Overview Figure 1-5 presents a very basic scheme of clonal selection in the humoral (B-cell) and cellular (T-cell) branches of immunity. We now know that B cells produce antibodies, a soluble version of their receptor protein, that bind to foreign proteins, flagging them for destruction. T cells, which come in several different forms, also use their surface-bound T-cell receptors to sense antigen. These cells can perform a range of different functions once selected by antigen encounter, including the secretion of soluble compounds to aid other white blood cells (such as B lymphocytes) and the destruction of infected host cells.

OVERVIEW FIGURE 1-5

An Outline for the Humoral and Cell-Mediated (Cellular) Branches of the Immune System

The humoral response involves interaction of B cells with foreign proteins, called antigens, and their differentiation into antibody-secreting cells. The secreted antibody binds to foreign proteins or infectious agents, helping to clear them from the body. The cell-mediated response involves various subpopulations of T lymphocytes, which can perform many functions, including the secretion of soluble messengers that help direct other cells of the immune system and direct killing of infected cells.

Foreign proteins or infectious agents are injected into a vertebrate body (mouse). The two different types of responses - Humoral response (B lymphocytes) and Cell-mediated response (T lymphocytes) are depicted. The process of Humoral response shows B cell with B-cell receptors and antigens forming Antigen-selected antibody secreting B cell. This process also requires Cytokine secreted by T cells. This cell produces antibodies that eliminate the antigens.
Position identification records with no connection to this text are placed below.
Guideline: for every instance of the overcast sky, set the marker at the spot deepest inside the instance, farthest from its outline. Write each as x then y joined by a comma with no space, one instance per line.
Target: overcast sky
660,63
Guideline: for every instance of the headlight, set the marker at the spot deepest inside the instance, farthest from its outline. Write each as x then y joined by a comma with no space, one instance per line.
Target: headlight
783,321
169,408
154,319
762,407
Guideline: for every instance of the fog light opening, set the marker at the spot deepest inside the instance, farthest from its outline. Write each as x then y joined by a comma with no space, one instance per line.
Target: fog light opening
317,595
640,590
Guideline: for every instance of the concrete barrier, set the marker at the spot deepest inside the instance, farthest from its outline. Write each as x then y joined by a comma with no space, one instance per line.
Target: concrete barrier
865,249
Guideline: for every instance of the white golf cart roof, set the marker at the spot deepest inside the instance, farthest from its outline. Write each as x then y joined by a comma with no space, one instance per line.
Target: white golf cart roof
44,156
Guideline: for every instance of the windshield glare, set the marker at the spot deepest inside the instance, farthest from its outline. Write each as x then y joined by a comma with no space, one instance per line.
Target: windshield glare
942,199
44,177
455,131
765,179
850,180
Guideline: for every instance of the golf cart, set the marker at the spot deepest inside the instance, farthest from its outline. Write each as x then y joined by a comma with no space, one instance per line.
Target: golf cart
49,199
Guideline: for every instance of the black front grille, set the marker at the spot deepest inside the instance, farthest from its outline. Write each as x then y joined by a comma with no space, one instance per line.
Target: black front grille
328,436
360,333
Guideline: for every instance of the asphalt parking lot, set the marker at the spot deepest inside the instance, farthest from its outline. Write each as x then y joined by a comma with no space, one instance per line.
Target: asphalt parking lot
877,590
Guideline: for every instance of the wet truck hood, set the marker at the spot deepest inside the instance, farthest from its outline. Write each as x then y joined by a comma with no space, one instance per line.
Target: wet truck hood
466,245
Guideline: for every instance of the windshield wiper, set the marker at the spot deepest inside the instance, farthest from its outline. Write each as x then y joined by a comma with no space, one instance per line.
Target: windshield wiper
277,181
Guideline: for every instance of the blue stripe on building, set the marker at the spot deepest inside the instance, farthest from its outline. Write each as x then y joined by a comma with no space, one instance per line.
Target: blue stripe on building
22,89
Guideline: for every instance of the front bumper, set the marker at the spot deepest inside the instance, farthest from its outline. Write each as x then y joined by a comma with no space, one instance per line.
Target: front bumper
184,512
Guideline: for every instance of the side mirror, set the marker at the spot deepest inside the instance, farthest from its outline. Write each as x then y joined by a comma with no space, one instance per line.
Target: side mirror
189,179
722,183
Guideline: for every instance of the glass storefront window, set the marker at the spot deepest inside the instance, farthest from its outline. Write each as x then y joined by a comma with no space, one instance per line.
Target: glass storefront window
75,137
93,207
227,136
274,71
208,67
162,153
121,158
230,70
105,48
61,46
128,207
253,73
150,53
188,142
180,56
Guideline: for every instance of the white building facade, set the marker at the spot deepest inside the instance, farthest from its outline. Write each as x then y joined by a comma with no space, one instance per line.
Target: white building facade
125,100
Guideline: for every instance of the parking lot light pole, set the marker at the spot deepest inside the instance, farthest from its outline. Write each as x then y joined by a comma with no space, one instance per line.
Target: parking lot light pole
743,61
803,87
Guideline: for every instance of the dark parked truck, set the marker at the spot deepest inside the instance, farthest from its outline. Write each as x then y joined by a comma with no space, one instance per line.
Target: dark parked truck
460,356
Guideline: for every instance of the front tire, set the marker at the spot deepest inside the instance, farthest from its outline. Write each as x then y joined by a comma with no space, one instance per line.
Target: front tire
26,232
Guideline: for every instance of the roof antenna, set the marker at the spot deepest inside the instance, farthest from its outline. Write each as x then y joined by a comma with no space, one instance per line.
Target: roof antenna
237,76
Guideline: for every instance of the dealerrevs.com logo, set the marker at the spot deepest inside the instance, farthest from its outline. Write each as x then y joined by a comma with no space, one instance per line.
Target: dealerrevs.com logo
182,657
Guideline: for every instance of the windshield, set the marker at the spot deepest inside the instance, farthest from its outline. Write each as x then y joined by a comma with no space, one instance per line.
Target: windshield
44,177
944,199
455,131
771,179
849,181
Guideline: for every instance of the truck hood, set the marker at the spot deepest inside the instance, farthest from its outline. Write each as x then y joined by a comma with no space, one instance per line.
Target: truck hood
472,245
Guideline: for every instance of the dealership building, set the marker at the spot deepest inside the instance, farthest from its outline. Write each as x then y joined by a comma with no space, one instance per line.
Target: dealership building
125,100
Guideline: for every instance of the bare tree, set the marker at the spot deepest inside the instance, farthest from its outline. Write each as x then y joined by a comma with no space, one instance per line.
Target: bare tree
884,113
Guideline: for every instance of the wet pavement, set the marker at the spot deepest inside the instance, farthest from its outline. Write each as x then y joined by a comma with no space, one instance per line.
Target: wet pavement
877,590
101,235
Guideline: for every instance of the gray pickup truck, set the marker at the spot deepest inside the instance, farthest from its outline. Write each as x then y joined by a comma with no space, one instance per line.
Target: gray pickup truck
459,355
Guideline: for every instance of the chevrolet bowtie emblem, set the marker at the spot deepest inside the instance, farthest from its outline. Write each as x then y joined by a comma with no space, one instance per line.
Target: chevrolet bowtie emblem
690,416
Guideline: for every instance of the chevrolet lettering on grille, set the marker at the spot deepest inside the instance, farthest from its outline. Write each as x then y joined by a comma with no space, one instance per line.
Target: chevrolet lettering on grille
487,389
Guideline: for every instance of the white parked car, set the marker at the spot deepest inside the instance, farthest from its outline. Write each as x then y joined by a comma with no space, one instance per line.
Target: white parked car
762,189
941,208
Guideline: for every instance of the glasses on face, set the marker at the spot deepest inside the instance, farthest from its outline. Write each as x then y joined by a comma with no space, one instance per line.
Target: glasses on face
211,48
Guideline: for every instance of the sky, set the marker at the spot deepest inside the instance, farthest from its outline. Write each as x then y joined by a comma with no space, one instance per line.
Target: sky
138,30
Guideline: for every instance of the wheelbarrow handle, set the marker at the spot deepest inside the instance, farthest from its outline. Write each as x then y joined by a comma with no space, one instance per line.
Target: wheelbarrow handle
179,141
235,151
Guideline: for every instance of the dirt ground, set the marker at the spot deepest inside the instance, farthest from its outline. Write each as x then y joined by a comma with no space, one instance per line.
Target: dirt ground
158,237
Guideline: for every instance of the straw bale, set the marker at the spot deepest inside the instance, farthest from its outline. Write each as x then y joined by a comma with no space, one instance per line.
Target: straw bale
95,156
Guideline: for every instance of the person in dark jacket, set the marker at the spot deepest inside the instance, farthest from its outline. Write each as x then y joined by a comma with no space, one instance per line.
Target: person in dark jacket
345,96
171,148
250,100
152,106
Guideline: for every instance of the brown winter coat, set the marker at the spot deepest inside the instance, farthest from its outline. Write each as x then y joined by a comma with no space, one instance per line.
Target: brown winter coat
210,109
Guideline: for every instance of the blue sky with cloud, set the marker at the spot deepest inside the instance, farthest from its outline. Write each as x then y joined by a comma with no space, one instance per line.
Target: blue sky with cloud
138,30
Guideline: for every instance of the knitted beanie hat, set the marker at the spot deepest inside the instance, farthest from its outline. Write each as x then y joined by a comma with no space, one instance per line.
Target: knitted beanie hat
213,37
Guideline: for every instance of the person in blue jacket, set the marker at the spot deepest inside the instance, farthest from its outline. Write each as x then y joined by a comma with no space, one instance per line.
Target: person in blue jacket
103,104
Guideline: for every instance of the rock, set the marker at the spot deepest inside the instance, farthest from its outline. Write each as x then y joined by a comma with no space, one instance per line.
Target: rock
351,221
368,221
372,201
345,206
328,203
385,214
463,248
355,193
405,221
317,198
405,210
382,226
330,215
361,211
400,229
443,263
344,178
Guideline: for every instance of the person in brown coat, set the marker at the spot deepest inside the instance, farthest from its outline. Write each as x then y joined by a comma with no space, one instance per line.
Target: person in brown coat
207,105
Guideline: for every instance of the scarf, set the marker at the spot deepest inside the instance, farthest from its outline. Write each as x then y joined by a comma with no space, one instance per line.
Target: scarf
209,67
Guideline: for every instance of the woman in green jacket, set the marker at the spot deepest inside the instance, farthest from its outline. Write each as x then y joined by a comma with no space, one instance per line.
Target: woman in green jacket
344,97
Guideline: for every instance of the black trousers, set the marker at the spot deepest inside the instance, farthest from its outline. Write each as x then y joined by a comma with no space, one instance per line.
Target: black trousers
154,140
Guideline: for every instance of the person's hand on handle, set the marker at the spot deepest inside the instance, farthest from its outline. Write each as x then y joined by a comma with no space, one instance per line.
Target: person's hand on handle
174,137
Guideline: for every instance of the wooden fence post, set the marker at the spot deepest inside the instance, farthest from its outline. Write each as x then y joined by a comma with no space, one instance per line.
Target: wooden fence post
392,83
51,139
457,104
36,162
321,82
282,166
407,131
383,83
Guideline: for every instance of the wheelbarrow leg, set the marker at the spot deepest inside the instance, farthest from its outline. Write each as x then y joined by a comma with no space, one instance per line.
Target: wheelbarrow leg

In cell-mediated response, two kinds of responses are seen. In the first response process, T cell with receptors and antigen form Antigen selected T cells that secrete Cytokine. In the other response process, T cells with receptors, antigens, and cytokine secreted by T cells form Antigen selected T cells that kill the infected cells.

Key Concepts:

• Antigen-specific immunity relies on surface molecules, called B- and T-cell receptors, unique to each individual lymphocyte. These receptors bind to a specific pathogenic structure called an antigen.
• Clonal selection is the process by which individual T and B lymphocytes are engaged by antigen and cloned to create a population of antigen-reactive cells with identical antigen specificity.